Los ojos son el espejo del alma, había leído en una ocasión. Y los de Will estaban abiertos de par en par.
Ivy se concentró en sus propias manos.
—A veces, cuando algo te conmueve, es complicado encontrar términos que lo describan. Puedes utilizar adjetivos como «bonito», «fabuloso», «increíble», pero esas palabras no describen de verdad lo que sientes, sobre todo si el cuadro te hace sentir todo eso pero, además, te… te hace también un poco de daño. Y eso es lo que me ha ocurrido con tu acuarela. —Dobló los dedos—. Eso es todo.
—Gracias —dijo Will.
Entonces Ivy levantó la vista hacia él. Y fue un error.
—Ivy…
Ella trató de apartar la mirada, pero no pudo.
—¿…cómo estás?
—Estoy bien. De verdad, muy bien.
¿Por qué tenía que decirle eso a la gente una y otra vez? Y ¿por qué, cuando se lo decía a Will, le daba la sensación de que él era capaz de distinguir claramente la mentira?

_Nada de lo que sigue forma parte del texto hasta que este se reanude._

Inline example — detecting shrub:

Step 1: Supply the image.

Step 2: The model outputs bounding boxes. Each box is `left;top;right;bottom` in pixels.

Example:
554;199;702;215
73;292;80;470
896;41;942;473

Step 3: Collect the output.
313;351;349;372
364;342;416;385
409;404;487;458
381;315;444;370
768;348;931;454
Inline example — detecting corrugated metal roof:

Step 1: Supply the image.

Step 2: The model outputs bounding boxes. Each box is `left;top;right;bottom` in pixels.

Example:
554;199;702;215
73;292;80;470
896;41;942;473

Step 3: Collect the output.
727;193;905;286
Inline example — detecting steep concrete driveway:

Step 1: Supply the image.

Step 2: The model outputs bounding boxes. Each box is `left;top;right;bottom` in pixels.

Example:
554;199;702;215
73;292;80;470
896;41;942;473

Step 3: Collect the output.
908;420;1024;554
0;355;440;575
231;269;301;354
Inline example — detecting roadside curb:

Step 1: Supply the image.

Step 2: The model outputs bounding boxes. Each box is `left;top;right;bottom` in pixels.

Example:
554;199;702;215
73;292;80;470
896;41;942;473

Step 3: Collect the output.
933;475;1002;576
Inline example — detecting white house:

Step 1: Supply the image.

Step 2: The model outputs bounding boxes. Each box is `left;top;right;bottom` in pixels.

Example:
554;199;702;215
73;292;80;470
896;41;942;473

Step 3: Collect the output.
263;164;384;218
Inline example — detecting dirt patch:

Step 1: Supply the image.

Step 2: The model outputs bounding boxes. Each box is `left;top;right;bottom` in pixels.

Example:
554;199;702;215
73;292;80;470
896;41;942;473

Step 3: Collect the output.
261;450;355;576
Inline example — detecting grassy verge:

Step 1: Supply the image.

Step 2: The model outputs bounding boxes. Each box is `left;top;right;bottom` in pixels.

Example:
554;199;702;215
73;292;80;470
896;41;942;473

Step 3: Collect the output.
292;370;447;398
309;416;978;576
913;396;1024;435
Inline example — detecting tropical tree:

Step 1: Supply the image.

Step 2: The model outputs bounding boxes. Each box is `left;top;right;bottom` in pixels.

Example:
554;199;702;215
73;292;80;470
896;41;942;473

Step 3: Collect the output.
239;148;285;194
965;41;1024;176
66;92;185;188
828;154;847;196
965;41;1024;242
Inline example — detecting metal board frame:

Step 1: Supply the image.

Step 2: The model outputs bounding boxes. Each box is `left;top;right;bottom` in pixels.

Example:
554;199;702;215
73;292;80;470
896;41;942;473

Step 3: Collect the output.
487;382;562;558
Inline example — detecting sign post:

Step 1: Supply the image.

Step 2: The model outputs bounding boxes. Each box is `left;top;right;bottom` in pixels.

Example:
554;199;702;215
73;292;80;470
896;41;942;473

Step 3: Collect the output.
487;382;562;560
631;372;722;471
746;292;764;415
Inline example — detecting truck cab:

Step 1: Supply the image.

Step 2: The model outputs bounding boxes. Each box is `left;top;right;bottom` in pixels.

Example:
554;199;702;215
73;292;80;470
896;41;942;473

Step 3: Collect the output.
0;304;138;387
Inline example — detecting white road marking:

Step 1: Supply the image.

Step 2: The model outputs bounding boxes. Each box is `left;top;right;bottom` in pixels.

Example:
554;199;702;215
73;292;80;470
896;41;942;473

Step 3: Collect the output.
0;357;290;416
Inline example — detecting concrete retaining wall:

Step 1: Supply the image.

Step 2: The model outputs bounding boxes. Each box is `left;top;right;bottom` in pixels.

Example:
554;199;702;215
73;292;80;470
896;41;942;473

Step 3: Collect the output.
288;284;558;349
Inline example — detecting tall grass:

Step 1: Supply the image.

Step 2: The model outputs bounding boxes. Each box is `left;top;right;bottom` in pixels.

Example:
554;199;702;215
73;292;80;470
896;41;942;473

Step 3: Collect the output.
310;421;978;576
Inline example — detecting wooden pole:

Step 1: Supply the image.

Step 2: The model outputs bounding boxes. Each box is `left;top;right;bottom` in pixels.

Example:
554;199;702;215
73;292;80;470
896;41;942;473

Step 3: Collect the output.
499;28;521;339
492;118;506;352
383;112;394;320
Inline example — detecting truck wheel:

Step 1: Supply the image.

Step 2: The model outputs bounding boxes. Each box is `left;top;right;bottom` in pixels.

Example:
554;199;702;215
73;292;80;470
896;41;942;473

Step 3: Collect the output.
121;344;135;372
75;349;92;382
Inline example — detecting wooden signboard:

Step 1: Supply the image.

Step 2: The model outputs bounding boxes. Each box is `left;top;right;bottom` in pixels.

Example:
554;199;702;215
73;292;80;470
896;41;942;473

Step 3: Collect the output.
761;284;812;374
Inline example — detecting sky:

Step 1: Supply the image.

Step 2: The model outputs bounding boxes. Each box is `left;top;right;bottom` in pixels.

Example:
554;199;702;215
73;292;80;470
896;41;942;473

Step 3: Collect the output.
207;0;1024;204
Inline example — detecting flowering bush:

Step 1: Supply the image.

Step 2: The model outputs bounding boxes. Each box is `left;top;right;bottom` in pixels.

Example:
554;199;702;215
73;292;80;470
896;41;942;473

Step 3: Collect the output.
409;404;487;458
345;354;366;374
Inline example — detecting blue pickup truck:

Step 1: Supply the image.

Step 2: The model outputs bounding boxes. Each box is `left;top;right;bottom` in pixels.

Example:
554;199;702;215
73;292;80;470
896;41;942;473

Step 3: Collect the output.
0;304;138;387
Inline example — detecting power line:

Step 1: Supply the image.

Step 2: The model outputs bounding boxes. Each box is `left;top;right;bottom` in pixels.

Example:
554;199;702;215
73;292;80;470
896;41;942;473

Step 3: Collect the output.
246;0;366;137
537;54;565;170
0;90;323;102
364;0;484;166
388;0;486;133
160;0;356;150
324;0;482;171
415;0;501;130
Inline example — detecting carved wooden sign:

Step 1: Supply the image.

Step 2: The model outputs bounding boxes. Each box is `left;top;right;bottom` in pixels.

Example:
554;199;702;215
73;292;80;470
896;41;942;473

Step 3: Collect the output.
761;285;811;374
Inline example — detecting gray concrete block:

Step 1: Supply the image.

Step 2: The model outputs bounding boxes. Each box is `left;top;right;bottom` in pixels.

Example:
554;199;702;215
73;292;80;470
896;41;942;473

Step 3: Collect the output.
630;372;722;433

—Yo también tengo algo que decir —afirmó él—. Cuídate.
Ivy sabía que le estaba mirando la mejilla en la que la habían golpeado durante el ataque. Todavía tenía una ligera sombra de color, a pesar de que Ivy había hecho todo lo posible por ocultarla bajo el maquillaje.

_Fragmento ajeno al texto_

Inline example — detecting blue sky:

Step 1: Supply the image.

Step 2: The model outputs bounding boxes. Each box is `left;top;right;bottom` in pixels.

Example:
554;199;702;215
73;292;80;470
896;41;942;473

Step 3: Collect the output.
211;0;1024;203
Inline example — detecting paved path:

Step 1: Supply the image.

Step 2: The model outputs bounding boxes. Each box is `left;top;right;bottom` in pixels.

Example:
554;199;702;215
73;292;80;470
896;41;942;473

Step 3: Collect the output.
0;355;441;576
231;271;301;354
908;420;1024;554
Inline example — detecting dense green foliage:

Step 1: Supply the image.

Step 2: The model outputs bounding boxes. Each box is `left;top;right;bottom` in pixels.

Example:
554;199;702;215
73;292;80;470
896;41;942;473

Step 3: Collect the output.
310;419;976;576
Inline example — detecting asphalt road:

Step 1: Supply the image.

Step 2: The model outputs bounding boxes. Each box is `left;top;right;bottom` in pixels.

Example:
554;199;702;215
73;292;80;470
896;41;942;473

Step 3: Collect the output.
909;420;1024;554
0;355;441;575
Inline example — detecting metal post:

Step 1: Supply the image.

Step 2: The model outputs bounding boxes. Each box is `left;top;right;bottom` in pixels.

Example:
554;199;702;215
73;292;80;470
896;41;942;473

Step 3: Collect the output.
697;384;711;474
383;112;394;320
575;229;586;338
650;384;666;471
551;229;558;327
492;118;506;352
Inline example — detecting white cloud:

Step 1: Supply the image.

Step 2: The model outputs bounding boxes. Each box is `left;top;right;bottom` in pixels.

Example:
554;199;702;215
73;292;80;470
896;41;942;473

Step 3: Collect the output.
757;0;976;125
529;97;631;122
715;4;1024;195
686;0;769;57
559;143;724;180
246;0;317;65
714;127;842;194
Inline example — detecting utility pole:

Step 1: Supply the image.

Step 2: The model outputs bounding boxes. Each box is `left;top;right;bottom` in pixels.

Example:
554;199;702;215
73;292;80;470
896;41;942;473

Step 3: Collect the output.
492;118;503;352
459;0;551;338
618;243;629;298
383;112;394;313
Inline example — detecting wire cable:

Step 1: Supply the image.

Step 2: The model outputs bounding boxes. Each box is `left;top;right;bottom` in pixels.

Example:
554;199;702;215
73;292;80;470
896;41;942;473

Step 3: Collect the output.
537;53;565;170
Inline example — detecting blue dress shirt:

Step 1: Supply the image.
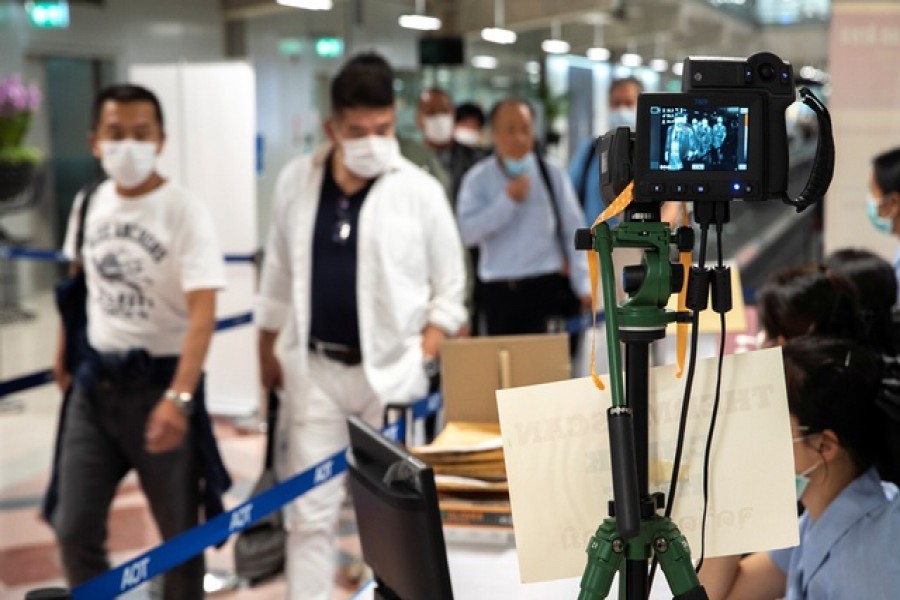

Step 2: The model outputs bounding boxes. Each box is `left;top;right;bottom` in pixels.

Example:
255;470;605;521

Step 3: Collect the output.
456;155;591;296
769;468;900;600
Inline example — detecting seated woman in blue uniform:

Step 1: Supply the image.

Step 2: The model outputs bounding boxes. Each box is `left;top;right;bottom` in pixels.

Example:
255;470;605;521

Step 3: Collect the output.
699;336;900;600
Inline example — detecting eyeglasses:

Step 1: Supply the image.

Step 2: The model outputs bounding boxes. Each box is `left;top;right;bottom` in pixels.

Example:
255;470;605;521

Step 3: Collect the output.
331;197;353;246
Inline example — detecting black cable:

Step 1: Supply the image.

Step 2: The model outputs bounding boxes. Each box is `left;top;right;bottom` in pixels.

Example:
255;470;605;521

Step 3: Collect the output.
648;220;709;589
696;221;725;573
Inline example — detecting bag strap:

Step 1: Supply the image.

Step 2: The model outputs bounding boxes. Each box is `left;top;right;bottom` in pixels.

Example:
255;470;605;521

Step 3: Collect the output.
534;152;569;262
263;390;280;469
75;179;106;261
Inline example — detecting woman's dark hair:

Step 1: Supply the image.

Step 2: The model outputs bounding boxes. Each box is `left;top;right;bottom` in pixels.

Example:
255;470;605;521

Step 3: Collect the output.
872;148;900;194
825;248;898;354
331;52;394;114
756;266;864;341
453;102;484;129
91;83;165;131
782;336;892;476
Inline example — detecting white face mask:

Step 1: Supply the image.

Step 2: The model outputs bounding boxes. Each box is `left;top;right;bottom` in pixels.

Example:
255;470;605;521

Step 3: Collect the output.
341;135;400;179
609;107;637;131
453;127;481;146
100;140;157;190
422;114;453;144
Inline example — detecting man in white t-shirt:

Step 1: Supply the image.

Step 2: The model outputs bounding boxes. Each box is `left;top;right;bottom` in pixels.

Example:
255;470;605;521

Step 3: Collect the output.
51;84;229;600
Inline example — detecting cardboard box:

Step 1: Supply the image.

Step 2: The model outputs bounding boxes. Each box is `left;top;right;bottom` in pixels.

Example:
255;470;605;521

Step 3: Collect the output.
441;333;572;423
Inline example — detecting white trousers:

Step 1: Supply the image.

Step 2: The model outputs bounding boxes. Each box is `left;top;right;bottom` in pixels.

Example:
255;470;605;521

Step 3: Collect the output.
276;354;383;600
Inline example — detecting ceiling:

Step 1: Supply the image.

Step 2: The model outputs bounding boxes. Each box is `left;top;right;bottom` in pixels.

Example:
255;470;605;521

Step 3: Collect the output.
222;0;828;68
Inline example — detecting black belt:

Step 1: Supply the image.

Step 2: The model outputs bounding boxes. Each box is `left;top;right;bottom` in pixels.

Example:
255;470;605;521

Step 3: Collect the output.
307;338;362;367
482;273;560;291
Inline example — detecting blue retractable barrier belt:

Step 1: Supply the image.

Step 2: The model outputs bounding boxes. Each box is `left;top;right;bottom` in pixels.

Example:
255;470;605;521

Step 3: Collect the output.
72;394;428;600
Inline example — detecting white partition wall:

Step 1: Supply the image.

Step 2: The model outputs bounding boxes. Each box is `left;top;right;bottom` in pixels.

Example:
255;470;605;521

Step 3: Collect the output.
129;62;259;415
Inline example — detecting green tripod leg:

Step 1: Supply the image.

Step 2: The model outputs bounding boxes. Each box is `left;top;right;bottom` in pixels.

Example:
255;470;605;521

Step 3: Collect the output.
578;515;706;600
576;221;706;600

—Por favor, cuídate mucho.
—¿Por qué no iba a hacerlo? —le espetó.
—A veces la gente no se cuida.
Ivy quiso decirle: «No tienes ni idea de lo que estás diciendo, nunca has perdido a alguien a quien quisieras». Pero entonces recordó las palabras de Gregory acerca de que Will había pasado una época difícil. Quizá Will sí que sabía de qué hablaba.

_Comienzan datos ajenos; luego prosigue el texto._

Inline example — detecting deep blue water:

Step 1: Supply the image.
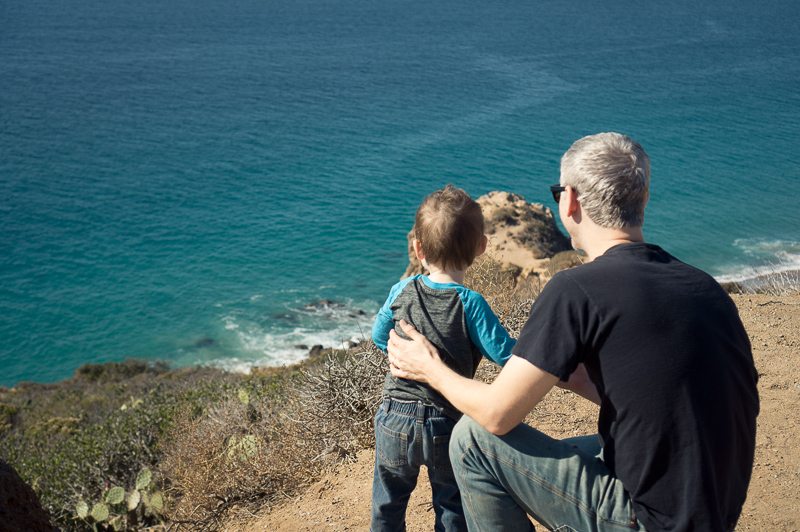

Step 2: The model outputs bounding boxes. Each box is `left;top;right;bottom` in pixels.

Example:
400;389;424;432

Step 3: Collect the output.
0;0;800;385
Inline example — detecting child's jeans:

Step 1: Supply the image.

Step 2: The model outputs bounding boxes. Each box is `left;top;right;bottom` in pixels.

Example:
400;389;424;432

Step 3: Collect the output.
370;397;467;532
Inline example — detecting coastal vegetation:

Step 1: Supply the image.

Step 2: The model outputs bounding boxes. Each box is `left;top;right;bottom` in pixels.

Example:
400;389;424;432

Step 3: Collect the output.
0;258;800;531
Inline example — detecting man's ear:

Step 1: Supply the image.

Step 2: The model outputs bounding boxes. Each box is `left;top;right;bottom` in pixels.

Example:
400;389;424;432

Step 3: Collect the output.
475;235;489;257
564;186;581;216
411;238;425;262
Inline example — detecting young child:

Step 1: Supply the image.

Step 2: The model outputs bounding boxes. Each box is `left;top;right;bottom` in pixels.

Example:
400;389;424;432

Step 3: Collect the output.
370;185;514;532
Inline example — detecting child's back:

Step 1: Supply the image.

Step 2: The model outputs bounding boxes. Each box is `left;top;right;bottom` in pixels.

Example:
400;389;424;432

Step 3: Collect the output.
370;185;514;532
372;275;514;420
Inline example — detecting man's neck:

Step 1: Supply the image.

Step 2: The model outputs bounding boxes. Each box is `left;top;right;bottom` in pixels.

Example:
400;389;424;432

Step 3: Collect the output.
582;226;644;262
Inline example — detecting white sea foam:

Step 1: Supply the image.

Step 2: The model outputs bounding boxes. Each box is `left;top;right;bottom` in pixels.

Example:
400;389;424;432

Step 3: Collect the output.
716;239;800;282
198;302;374;373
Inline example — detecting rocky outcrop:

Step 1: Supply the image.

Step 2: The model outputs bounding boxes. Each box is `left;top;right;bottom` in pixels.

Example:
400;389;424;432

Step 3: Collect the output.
0;460;58;532
403;191;582;281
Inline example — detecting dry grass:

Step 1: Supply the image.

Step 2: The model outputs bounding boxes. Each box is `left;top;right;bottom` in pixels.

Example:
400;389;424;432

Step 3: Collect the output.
160;342;387;532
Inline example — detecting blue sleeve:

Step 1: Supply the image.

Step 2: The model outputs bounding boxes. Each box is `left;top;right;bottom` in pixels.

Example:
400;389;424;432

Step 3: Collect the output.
372;276;419;351
461;290;516;366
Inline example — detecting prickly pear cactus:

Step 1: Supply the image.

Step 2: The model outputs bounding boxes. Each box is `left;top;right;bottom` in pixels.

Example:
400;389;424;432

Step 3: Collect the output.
103;486;125;504
92;502;108;523
128;491;142;511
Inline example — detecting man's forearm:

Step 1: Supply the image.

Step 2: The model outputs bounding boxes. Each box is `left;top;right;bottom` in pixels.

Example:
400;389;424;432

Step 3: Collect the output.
392;356;558;434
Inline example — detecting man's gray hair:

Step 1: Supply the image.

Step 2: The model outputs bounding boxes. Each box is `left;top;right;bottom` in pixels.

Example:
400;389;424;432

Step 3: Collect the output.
561;133;650;229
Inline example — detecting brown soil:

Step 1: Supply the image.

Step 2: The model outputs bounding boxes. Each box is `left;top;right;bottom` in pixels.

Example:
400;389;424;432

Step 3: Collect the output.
228;295;800;532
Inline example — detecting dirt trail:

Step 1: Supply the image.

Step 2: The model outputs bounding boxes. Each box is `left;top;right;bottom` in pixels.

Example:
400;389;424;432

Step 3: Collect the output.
227;295;800;532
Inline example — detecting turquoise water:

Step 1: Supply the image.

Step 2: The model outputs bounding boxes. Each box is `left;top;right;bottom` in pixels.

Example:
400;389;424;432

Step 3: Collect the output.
0;0;800;385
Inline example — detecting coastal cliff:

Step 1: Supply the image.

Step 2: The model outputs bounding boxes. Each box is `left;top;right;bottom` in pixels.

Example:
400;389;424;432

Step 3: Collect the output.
403;191;582;282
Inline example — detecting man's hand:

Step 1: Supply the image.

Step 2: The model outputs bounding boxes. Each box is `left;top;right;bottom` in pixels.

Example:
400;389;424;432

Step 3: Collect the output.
387;320;447;385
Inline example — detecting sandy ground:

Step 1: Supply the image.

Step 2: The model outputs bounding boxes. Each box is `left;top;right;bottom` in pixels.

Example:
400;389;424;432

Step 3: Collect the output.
228;295;800;532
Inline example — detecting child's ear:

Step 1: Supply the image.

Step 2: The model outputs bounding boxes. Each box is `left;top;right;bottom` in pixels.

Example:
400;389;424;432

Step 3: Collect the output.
475;235;489;257
411;238;425;262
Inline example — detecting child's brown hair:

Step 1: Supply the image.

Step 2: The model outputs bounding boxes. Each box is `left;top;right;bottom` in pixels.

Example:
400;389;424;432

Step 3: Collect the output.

—¿Quién es la mujer de tu cuadro? —le preguntó Ivy. ¿Es alguien a quien conocías?
—Mi madre. Mi padre aún no es capaz de mirar la lámina. —Entonces hizo un gesto para borrar ese pensamiento y se inclinó hacia adelante—. Ten cuidado, Ivy. No olvides que hay otras personas que sentirán que lo han perdido todo si te pierden a ti.
Ella apartó la mirada.
Will alargó la mano para acariciarle el rostro. Ella se retiró instintivamente cuando le rozó la parte magullada. Pero no le hizo daño, y no la dejó apartarse. Le pasó una mano por detrás de la cabeza y la sujetó con suavidad por la nuca. No había forma de escapar de él.
Tal vez no quería escapar de él.
—Ten cuidado, Ivy. ¡Ten cuidado! —Sus ojos brillaban con una intensidad extraña—. Te lo advierto… ¡Ten cuidado!
Ivy pestañeó. Después se zafó de Will y echó a correr.